Billet valable pour les tomes 1 et 2 !
Tyler Cross est une série qui fera date dans le monde du polar. Dans la plus pure tradition « hardboiled », Tyler Cross est un vilain, un truand. Mais pas une grosse brute épaisse sans cerveau, plutôt tout le contraire, façon matou qui retombe toujours sur ses pattes après être tombé sur un os de taille pré-jurassique.
Dans le premier volet de ses aventures, Tyler Cross est engagé par un mafieux sur le retour, limite paraplégique mais avec toute sa tête, toute sa morgue et toute sa volonté de persévérer à la tête de la famille, pour donner une bonne leçon en deux temps à son neveu qu’il ne peut pas supporter : lui faire rater un achat de 20 paquets d’héroïne à la frontière mexicaine et le bousculer dans les limites que Tyler s’imposera à lui-même (autant vous dire qu’il n’a que très très peu de limites qu’elles soient morales ou physiques). L’interception de la came tournera au vinaigre, le neveu, les deux complices de Tyler Cross et l’ensemble des mexicains impliqués finissant troués de plusieurs balles et/ou brûlés avec leurs véhicules.
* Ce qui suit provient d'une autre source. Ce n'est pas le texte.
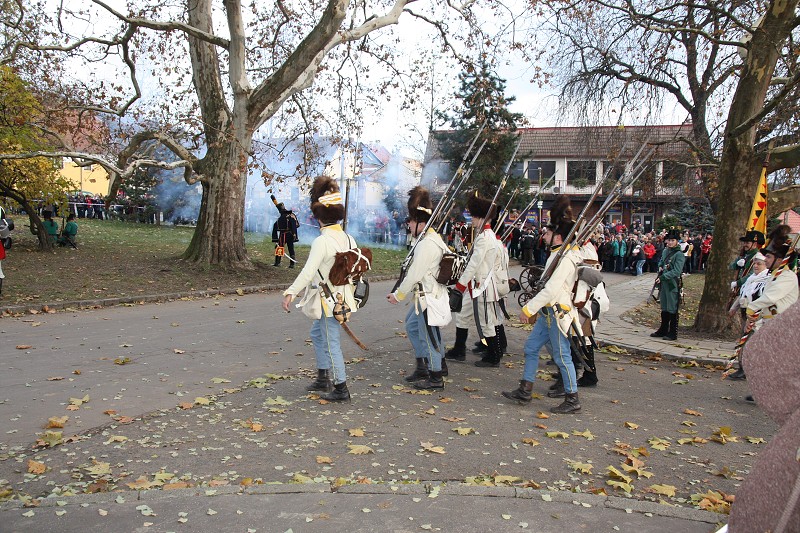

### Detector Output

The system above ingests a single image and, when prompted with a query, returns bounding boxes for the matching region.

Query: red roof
[778,210,800,233]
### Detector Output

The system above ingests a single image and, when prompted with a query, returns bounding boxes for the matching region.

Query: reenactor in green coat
[650,228,685,341]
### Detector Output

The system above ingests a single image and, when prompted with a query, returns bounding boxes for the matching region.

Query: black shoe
[577,372,598,387]
[472,342,488,354]
[306,369,333,392]
[727,368,746,381]
[745,395,755,402]
[445,351,466,362]
[502,380,533,404]
[445,328,468,362]
[321,382,350,402]
[440,359,448,377]
[550,392,581,414]
[414,371,444,390]
[662,334,677,341]
[650,330,667,337]
[404,367,430,383]
[474,359,499,368]
[547,380,565,398]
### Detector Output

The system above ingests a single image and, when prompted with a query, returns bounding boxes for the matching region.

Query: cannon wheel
[517,291,533,308]
[520,265,544,292]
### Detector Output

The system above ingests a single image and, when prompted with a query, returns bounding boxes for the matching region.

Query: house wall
[61,161,110,196]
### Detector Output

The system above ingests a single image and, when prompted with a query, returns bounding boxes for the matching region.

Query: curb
[0,483,723,525]
[594,339,730,367]
[0,275,398,316]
Tyler Cross échoue, au milieu du désert, un contrat de la famille mafieuse du neveu tragiquement décédé sur le dos, dans un patelin sur lequel la famille Pragg a la main mise : à l’exception du garage du village tenu par un vieux machin tout aigri et haineux envers la famille Pragg et dont la fille va épouser un des fils (outrage extrême), le père est à la tête d’une entreprise pétrolière (dont les terrains du garagiste jouxtant ceux des Pragg sont étrangement démunis), l’un des fils est le maire de la ville pendant que le second en est le banquier et le troisième shérif. Tyler Cross aidera le garagiste à mettre bon ordre dans la ville, c’est-à-dire en la détruisant à coup de dynamite. Dans un final époustouflant, Tyler Cross parviendra à revendre l’héroïne qu’il a récupérée, à faire se trucider entre eux son acheteur et la famille du neveu venue se faire vengeance elle-même, à sauver la fille du garagiste (après en avoir un petit peu profité tout de même) et à s’en tirer aussi miraculeusement qu’intelligemment.
Dans « Angola » (tome 2), Tyler Cross est engagé par un industriel pour qu’il le cambriole. Ce vol a pour objectif de soustraire une partie des économies du vieux pervers aux risques d’un divorce qui lui pend au nez. Tyler Cross fait équipe avec une pin-up vénale et un perceur de coffre. Le braquage tourne évidemment mal : le perceur de coffre cane et Tyler Cross se retrouve au pénitencier d’Angola officiellement pour quelques années et officieusement pour quelques jours ou semaine : le pénitencier est en fait l’antre d’une famille mafieuse qui a une dent et un contrat contre Tyler Cross.
Tyler Cross va donc devoir doublement survivre dans le pénitencier : éviter les coups des gardiens et ceux des membres de la mafia, tout en fomentant son évasion, opération hautement aléatoire qui n’a jusqu’à présent était réussie qu’une seule fois, et en préparant sa vengeance.
Tyler Cross est un dur, cela ne fait pas de doute, mais il est aussi bien plus que cela. Il est un dur intelligent, froid, calculateur, déterminé et aux ressources physiques et mentales efficaces. Rajoutez à cela une galerie de portraits de personnages tous moins glorieux les uns que les autres : l’innocence est rare dans l’univers sombre de Nury et Brüno même si une lumière existe toujours, quelle que soit sa puissance face aux ténèbres. D’avocats véreux en mafieux sans scrupules, d’entrepreneurs veules en femmes fatales, Nury et Brüno livrent une BD franchement réussie, vraiment plaisante et distrayante et bourrée d’humour (second degré, ce n’est pas donné à tout le monde, moi le premier).
Le dessin est sobre mais va droit au but : il n’en est que plus adapté au ton de la BD et à l’histoire elle-même. A noter aussi le style particulier des phylactères narratifs. Ainsi dans le tome 1, tout le passage où le serpent (celui de la couverture) développe un amour inconsidéré pour Tyler Cross dont il sent avec ce personnage froid une certaine communion d’esprit est particulièrement réussie et représentative. Ainsi toujours dans le tome 1, cet extrait également représentatif : « Tyler transporte 17 kilos de came d’une valeur d’un demi-million à la revente au détail et il a exactement 21 dollars et 80 cents en poche. Il note l’ironie de la chose et se met en marche ». Vous aurez deviné que tout cela est représentatif du sang froid de Tyler, un personnage à la « Luc la main froide », un vrai méchant et faux héros ou l’inverse, le doute est permis.